The economy is giving us major anxiety right now. With a new Prime Minister and a new King, many of us are outraged at how the taxpayer’s money will leave the UK in debt post the Queen’s funeral and in a time of such rising energy bill costs this leaves the country in somewhat of an economic turmoil.
It may surprise you, then, as it did us, that ad budgets are increasing in a time when the consumer’s spending abilities are decreasing. 85% of advertisers are highly concerned about the effect inflation will have on their business performance. For enterprises (with a revenue of $500 million-plus), that number jumps as high as 91%.

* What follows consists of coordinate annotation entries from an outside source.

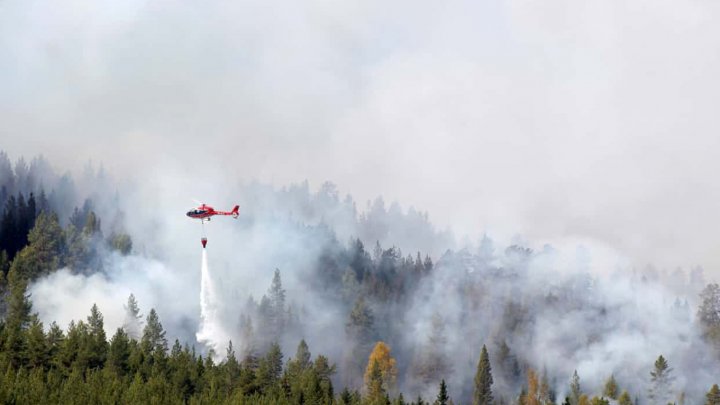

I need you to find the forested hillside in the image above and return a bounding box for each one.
[0,153,720,405]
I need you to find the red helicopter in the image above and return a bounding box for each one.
[186,204,240,249]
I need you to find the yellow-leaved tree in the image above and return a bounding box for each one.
[365,342,397,402]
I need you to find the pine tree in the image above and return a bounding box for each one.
[570,370,582,405]
[473,345,493,405]
[123,294,142,340]
[435,379,450,405]
[257,342,283,393]
[0,270,32,368]
[268,269,286,340]
[524,369,543,405]
[87,304,107,368]
[618,390,632,405]
[705,384,720,405]
[413,313,451,386]
[27,314,49,369]
[107,328,130,377]
[365,360,385,404]
[295,339,312,370]
[140,308,167,354]
[603,374,618,399]
[648,355,674,403]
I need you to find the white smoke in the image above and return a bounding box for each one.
[196,248,230,359]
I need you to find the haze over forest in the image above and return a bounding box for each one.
[0,0,720,405]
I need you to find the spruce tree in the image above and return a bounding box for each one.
[435,379,450,405]
[705,384,720,405]
[618,390,632,405]
[473,345,493,405]
[87,304,107,368]
[648,355,674,403]
[603,374,618,399]
[123,294,142,340]
[107,328,130,377]
[570,370,582,405]
[140,308,167,354]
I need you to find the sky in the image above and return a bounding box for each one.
[0,0,720,272]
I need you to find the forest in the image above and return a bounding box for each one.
[0,152,720,405]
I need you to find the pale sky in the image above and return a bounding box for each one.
[0,0,720,271]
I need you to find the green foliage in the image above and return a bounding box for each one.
[618,390,632,405]
[108,233,132,255]
[570,370,582,405]
[648,355,674,403]
[603,374,618,399]
[705,384,720,405]
[435,380,450,405]
[473,345,493,405]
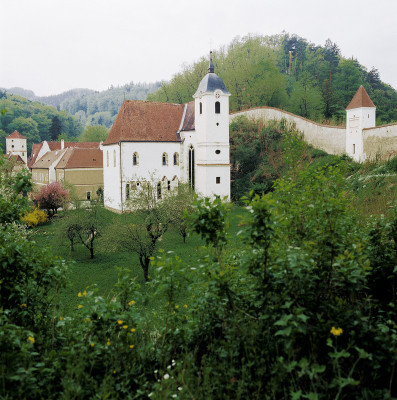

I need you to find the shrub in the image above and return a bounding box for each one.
[22,207,48,228]
[34,182,69,215]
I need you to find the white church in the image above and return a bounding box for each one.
[102,54,230,212]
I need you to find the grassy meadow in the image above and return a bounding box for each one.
[32,206,246,313]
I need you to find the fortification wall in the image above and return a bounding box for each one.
[363,123,397,160]
[230,107,346,155]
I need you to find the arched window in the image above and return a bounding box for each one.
[189,146,195,190]
[157,182,161,199]
[132,152,139,165]
[215,101,221,114]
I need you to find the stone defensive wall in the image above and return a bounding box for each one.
[363,123,397,160]
[230,107,344,155]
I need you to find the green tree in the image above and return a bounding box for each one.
[79,125,109,142]
[50,116,62,140]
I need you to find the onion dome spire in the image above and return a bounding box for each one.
[208,51,214,73]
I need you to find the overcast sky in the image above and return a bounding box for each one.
[0,0,397,96]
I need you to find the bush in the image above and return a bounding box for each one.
[22,207,48,228]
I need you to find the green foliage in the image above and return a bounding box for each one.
[147,33,397,123]
[0,93,82,152]
[21,207,48,228]
[79,125,109,142]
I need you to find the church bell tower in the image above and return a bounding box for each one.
[193,52,230,200]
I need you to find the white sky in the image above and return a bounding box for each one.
[0,0,397,96]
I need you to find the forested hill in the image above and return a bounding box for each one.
[0,91,83,154]
[147,33,397,125]
[3,82,160,128]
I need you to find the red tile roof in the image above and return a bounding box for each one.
[56,148,103,169]
[6,131,26,139]
[346,86,375,110]
[103,100,185,145]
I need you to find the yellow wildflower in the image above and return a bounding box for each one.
[330,326,343,336]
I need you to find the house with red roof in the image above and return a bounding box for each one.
[29,141,103,200]
[102,54,230,212]
[6,131,28,166]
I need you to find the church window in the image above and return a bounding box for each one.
[188,146,195,190]
[132,152,139,165]
[157,182,161,199]
[215,101,221,114]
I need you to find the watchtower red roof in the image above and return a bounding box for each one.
[103,100,185,145]
[6,131,26,139]
[346,85,375,110]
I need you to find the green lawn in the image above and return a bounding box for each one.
[33,206,246,313]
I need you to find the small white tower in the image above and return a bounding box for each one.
[346,86,376,162]
[193,52,230,199]
[6,131,28,164]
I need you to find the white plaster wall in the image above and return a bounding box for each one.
[6,139,28,163]
[102,144,122,211]
[230,107,346,155]
[196,164,230,200]
[363,123,397,160]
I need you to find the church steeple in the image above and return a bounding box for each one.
[208,51,214,74]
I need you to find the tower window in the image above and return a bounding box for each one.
[161,153,168,165]
[174,153,179,165]
[215,101,221,114]
[157,182,161,199]
[132,152,139,165]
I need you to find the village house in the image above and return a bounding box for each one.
[29,141,103,200]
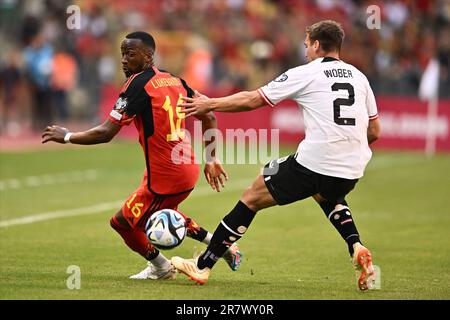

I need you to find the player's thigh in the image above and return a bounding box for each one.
[241,175,277,212]
[263,155,319,205]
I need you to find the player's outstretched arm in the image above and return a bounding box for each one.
[42,119,121,144]
[178,90,266,116]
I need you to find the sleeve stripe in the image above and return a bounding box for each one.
[258,88,274,107]
[121,71,143,92]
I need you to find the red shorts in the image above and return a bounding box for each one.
[122,176,192,230]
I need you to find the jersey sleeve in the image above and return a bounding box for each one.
[258,66,308,107]
[366,81,378,120]
[109,74,150,126]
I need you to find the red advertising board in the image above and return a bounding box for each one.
[101,84,450,152]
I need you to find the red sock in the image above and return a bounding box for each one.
[110,216,159,260]
[178,211,208,242]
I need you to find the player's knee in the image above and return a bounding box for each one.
[241,187,261,213]
[109,216,120,231]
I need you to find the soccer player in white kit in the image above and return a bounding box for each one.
[172,20,380,290]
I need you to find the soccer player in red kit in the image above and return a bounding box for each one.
[42,31,241,280]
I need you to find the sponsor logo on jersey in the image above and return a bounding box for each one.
[273,73,288,82]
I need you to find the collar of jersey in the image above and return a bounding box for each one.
[322,57,339,62]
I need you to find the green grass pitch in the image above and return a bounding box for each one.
[0,142,450,300]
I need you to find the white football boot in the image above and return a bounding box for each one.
[130,262,177,280]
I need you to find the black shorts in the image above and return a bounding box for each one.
[263,155,358,205]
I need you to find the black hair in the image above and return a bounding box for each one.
[125,31,156,52]
[306,20,345,52]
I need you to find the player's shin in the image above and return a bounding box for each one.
[178,211,210,244]
[197,201,256,269]
[319,201,361,256]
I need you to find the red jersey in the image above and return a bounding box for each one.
[109,67,199,195]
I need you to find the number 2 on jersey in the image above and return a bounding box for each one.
[331,82,356,126]
[163,93,185,141]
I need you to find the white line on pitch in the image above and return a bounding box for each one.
[0,169,98,191]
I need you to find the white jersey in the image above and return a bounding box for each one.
[258,57,378,179]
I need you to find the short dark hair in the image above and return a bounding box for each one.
[125,31,156,52]
[306,20,345,52]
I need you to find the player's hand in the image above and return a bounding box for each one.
[42,126,69,143]
[203,159,228,192]
[178,90,211,117]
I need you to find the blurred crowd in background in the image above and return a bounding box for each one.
[0,0,450,135]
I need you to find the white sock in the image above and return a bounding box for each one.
[202,232,212,245]
[150,252,170,269]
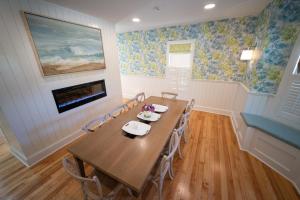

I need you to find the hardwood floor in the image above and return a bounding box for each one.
[0,111,300,200]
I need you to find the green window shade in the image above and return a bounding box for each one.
[169,43,192,53]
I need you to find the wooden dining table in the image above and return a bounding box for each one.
[68,96,188,196]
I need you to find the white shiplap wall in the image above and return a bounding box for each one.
[0,0,122,164]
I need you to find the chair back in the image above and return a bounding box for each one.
[109,104,128,118]
[62,157,103,200]
[161,92,178,99]
[160,129,180,177]
[81,114,109,133]
[126,97,138,109]
[135,92,146,103]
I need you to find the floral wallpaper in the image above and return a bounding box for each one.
[246,0,300,94]
[118,17,256,81]
[118,0,300,93]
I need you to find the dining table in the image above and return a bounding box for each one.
[68,96,188,196]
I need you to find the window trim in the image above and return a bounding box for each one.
[293,54,300,76]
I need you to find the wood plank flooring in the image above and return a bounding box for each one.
[0,111,300,200]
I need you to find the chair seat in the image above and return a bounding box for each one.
[89,170,119,196]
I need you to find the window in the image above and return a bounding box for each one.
[167,41,194,68]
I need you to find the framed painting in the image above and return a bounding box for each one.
[23,12,106,76]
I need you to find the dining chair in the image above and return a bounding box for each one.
[125,97,138,109]
[176,112,190,159]
[151,129,180,200]
[81,114,109,133]
[108,104,128,119]
[184,99,195,143]
[135,92,146,103]
[62,157,123,200]
[161,92,178,99]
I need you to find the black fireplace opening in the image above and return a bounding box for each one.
[52,80,107,113]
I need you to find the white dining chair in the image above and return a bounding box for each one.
[161,92,178,99]
[177,112,190,159]
[185,99,195,112]
[152,129,180,200]
[135,92,146,103]
[81,114,109,133]
[62,157,123,200]
[109,104,129,119]
[184,99,195,143]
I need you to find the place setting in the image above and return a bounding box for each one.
[122,104,168,138]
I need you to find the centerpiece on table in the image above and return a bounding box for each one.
[142,104,155,118]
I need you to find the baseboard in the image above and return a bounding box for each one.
[25,130,84,166]
[193,105,232,117]
[9,146,29,167]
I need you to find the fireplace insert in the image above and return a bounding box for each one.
[52,80,107,113]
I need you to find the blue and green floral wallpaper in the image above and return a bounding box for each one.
[246,0,300,94]
[118,17,257,81]
[118,0,300,93]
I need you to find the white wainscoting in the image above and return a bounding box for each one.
[121,75,300,192]
[0,0,122,165]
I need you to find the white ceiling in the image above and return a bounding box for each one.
[48,0,270,32]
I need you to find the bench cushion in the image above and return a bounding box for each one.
[241,113,300,149]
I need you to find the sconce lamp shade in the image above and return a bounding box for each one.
[240,50,253,60]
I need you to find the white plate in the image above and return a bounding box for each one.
[152,104,168,112]
[137,112,160,122]
[122,121,151,135]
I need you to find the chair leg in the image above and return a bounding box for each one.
[158,177,164,200]
[178,141,183,159]
[168,167,173,180]
[127,188,133,196]
[169,158,174,179]
[183,121,190,143]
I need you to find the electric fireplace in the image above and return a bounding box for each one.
[52,80,107,113]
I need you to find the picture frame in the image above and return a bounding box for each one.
[22,11,106,76]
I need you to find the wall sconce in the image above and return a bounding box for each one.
[240,49,253,60]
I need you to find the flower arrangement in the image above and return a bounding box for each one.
[142,104,155,112]
[142,104,155,118]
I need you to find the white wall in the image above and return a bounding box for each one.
[0,0,122,164]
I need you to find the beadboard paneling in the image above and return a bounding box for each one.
[0,0,122,165]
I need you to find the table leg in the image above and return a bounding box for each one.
[75,157,85,177]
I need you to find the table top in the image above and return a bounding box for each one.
[68,96,188,193]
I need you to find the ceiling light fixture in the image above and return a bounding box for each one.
[204,3,216,10]
[132,17,141,22]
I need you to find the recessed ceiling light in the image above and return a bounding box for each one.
[204,3,216,10]
[132,17,141,22]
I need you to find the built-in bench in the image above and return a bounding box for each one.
[238,113,300,194]
[241,113,300,149]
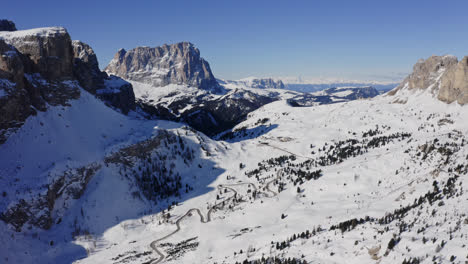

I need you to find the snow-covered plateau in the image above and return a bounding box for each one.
[0,83,468,264]
[0,21,468,264]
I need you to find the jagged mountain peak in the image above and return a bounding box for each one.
[105,42,220,91]
[388,55,468,105]
[0,19,16,31]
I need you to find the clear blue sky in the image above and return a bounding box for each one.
[0,0,468,79]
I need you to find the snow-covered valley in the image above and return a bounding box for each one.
[0,20,468,264]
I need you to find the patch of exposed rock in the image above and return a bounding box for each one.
[0,19,16,31]
[219,78,286,89]
[105,42,220,91]
[388,55,468,105]
[73,41,136,114]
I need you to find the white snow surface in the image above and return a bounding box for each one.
[0,82,468,264]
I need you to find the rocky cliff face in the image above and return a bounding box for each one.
[105,42,219,91]
[0,19,16,31]
[0,28,80,143]
[72,41,136,114]
[287,86,379,107]
[388,55,468,105]
[0,27,135,144]
[438,57,468,105]
[0,27,73,80]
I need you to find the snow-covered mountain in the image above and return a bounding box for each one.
[105,42,220,91]
[0,19,468,264]
[288,86,379,106]
[218,77,286,89]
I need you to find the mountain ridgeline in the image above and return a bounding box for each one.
[388,55,468,105]
[105,42,220,92]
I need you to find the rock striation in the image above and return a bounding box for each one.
[0,24,136,144]
[0,19,16,31]
[388,55,468,105]
[105,42,220,91]
[219,78,286,89]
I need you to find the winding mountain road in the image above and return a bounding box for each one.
[149,182,257,264]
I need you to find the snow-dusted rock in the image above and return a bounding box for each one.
[0,19,16,31]
[105,42,219,91]
[0,27,73,80]
[388,55,468,105]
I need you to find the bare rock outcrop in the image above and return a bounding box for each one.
[0,19,16,31]
[72,40,136,114]
[388,55,468,105]
[388,56,458,95]
[105,42,220,90]
[438,56,468,105]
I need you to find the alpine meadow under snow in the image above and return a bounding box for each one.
[0,17,468,264]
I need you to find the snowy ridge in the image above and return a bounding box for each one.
[0,27,67,41]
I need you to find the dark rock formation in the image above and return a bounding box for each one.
[72,40,107,94]
[218,78,286,89]
[0,27,73,80]
[73,41,136,114]
[105,42,220,91]
[0,19,16,31]
[438,56,468,105]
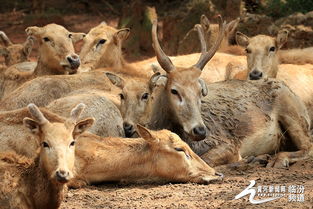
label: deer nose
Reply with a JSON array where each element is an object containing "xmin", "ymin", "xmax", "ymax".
[
  {"xmin": 66, "ymin": 54, "xmax": 80, "ymax": 70},
  {"xmin": 55, "ymin": 170, "xmax": 69, "ymax": 183},
  {"xmin": 123, "ymin": 122, "xmax": 134, "ymax": 137},
  {"xmin": 249, "ymin": 70, "xmax": 263, "ymax": 80},
  {"xmin": 192, "ymin": 126, "xmax": 206, "ymax": 141}
]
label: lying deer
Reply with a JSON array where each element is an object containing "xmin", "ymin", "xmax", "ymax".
[
  {"xmin": 108, "ymin": 15, "xmax": 312, "ymax": 167},
  {"xmin": 0, "ymin": 104, "xmax": 93, "ymax": 209}
]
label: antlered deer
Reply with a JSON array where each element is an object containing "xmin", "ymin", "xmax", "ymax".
[
  {"xmin": 0, "ymin": 108, "xmax": 221, "ymax": 187},
  {"xmin": 0, "ymin": 24, "xmax": 84, "ymax": 98},
  {"xmin": 69, "ymin": 126, "xmax": 222, "ymax": 188},
  {"xmin": 109, "ymin": 15, "xmax": 313, "ymax": 167}
]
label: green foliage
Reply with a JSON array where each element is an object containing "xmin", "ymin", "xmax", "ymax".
[{"xmin": 260, "ymin": 0, "xmax": 313, "ymax": 18}]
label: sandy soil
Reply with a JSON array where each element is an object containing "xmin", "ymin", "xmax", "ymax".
[{"xmin": 61, "ymin": 158, "xmax": 313, "ymax": 209}]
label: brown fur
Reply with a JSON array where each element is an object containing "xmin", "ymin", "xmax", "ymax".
[
  {"xmin": 0, "ymin": 24, "xmax": 82, "ymax": 98},
  {"xmin": 0, "ymin": 105, "xmax": 92, "ymax": 209},
  {"xmin": 70, "ymin": 128, "xmax": 219, "ymax": 188},
  {"xmin": 114, "ymin": 16, "xmax": 313, "ymax": 170},
  {"xmin": 0, "ymin": 71, "xmax": 124, "ymax": 137},
  {"xmin": 0, "ymin": 31, "xmax": 34, "ymax": 67},
  {"xmin": 0, "ymin": 71, "xmax": 112, "ymax": 110},
  {"xmin": 0, "ymin": 109, "xmax": 221, "ymax": 187}
]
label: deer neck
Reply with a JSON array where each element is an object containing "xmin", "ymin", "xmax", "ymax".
[
  {"xmin": 34, "ymin": 57, "xmax": 65, "ymax": 77},
  {"xmin": 269, "ymin": 55, "xmax": 279, "ymax": 78},
  {"xmin": 24, "ymin": 157, "xmax": 64, "ymax": 209},
  {"xmin": 148, "ymin": 87, "xmax": 173, "ymax": 130}
]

Furthermore, 71% of marketers struggle to maintain an accurate, useful consumer ID throughout changes over time, and nearly half of marketers feel that the information they are trying to access (when building the best audiences and powering effective marketing campaigns) is hard to find.
If there’s anything that we learnt from Covid it’s that unprecedented circumstances often force change, and force that change to happen quickly. Now is the time to address your blockers to enable capabilities to power true customer-centricity. Now, post pandemic, brands face a trifecta of hurdles: the rise of inflation, continuing supply chain issues and the end of third-party cookies—all overlapping. As many as 86% of brands even feel that the way they interact with customers has permanently changed due to the pandemic.
Brands are therefore spending more money in an attempt to overcome this hurdle by investing in the tools needed to gain a deep and meaningful understanding of their customers will be more likely to see success when it comes to meeting those customers where they are, meaning brands can serve them with the right messages, on the right channel, at the right time.
The answer lies in operating with a mindset focused on delivering the best experience for your customers, that can also deliver on your bottom line. Customer-centricity isn’t just about mastering the basics of personalization against traditional segmentation (which is built around third-party demographic data). It’s about thinking beyond that.
When brands use consented first-party data to resolve customer identities, they can merge behavioural history onto those profiles, thus becoming equipped with both reliable, cookieless customer identifiers, and a foundational data set that enables audience segments to be created to activate in their downstream tools.
What’s promising is that brands aren’t shying away from the right investments, even in the face of economic uncertainty. As many as 57% of advertisers are boosting paid search spend. Others are investing in technology or in processes that will move the needle closer to their goal.